🧬 Prior cancer may face exclusions in farm bureau plans
🧬 Prior cancer may face exclusions in farm bureau plans
Missouri lawmakers authorized state farm bureau health plans that can use medical underwriting and exclude coverage tied to preexisting conditions — meaning patients with a history of cancer may be denied or face years-long benefit carve-outs. As ACA affordability worsens, these non-ACA plans can run 30% to 50% cheaper than unsubsidized marketplace coverage, but at the cost of protections clinicians often assume are standard.
The move
Missouri is now one of 14 states allowing health coverage sold through state farm bureaus, which are exempt from many ACA insurance requirements under state law.
These plans can deny applicants for any reason after underwriting and, if they do enroll someone, may impose no coverage for preexisting conditions for at least 6 or 12 months.

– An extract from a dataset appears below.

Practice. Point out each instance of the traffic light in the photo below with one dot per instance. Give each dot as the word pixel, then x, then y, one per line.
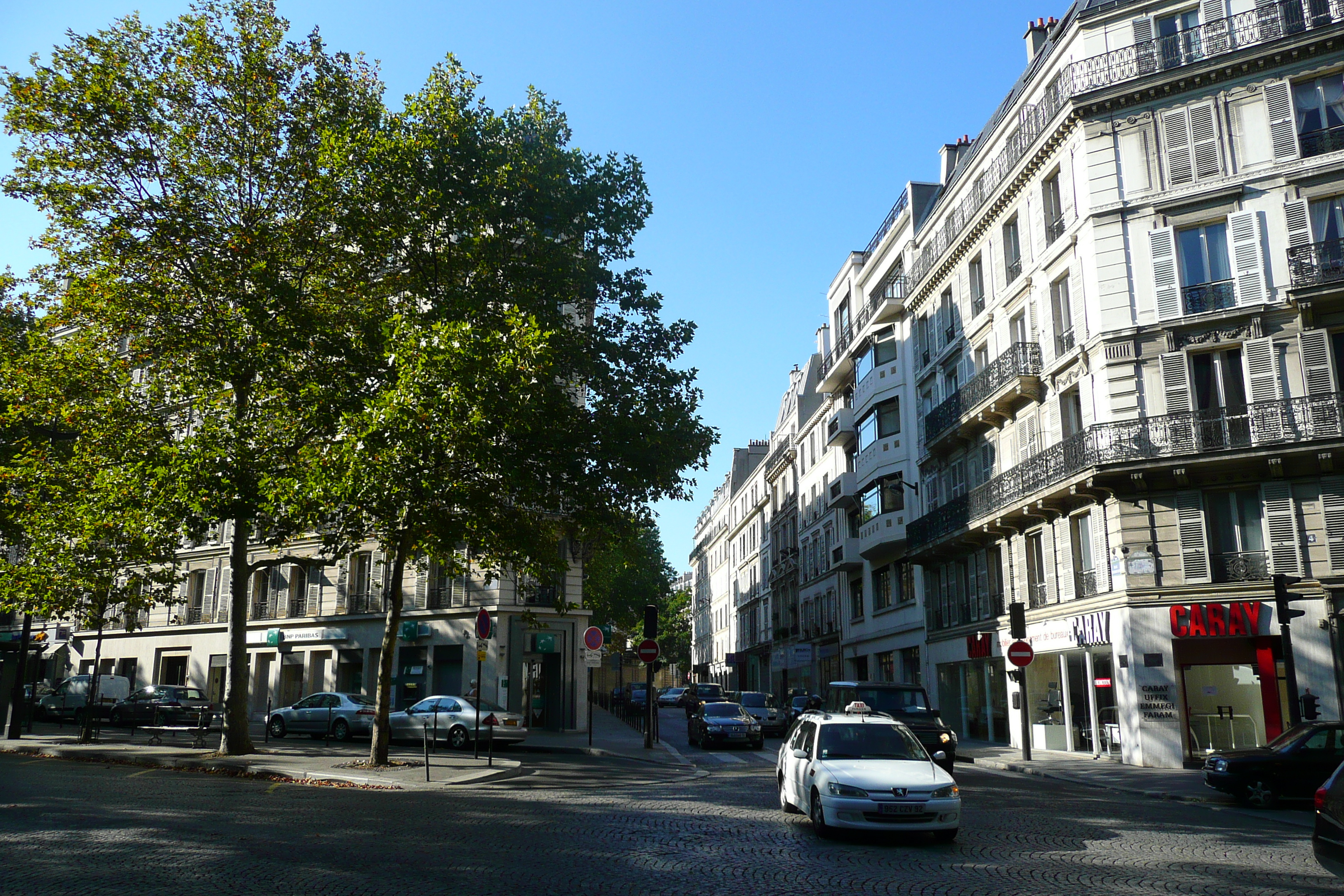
pixel 1283 598
pixel 1018 621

In Missouri, plans may also exclude benefits related to a “known risk” for 2 to 7 years — potentially affecting people with diabetes, heart disease, high cholesterol, or a prior cancer diagnosis.
Why it Matters for Care
Patients may show up “insured” but effectively uncovered for clinically related services (e.g., surveillance imaging, oncology follow-up, endocrine meds, cardiology care) if tied to a preexisting condition or “known risk.”
Clinicians and staff may need to re-check coverage assumptions at referral, prior auth, and treatment planning — especially for patients with a history of malignant neoplasm or other high-cost chronic disease.
More patients who fail underwriting or face exclusions are likely to remain in ACA-compliant plans, concentrating risk there and potentially worsening premium pressure for sicker panels.
Between the Lines
These plans can be cheaper in part because they can avoid enrolling people most likely to need expensive care — a dynamic policy experts liken to using the ACA market as a de facto high-risk pool.
Politically, states are responding to premium shock and rural affordability concerns while shifting regulatory responsibility away from comprehensive coverage standards.
The product design can look like conventional insurance (broad networks, common benefits), increasing the chance patients misunderstand exclusions until they need care.
What to Watch
Whether Congress extends enhanced ACA premium tax credits; KFF estimates average premium payments could rise 114% for subsidized enrollees who keep marketplace coverage when the enhancements expire in 2026.
More states considering farm bureau plan authorizations (Missouri joined Alabama, Florida, and Ohio last year), and whether state insurance regulators tighten disclosure or consumer-protection rules.
Enrollment and denial rates as underwriting plays out (Missouri reported 520 applications by mid-March) — and downstream effects on oncology and chronic-disease access.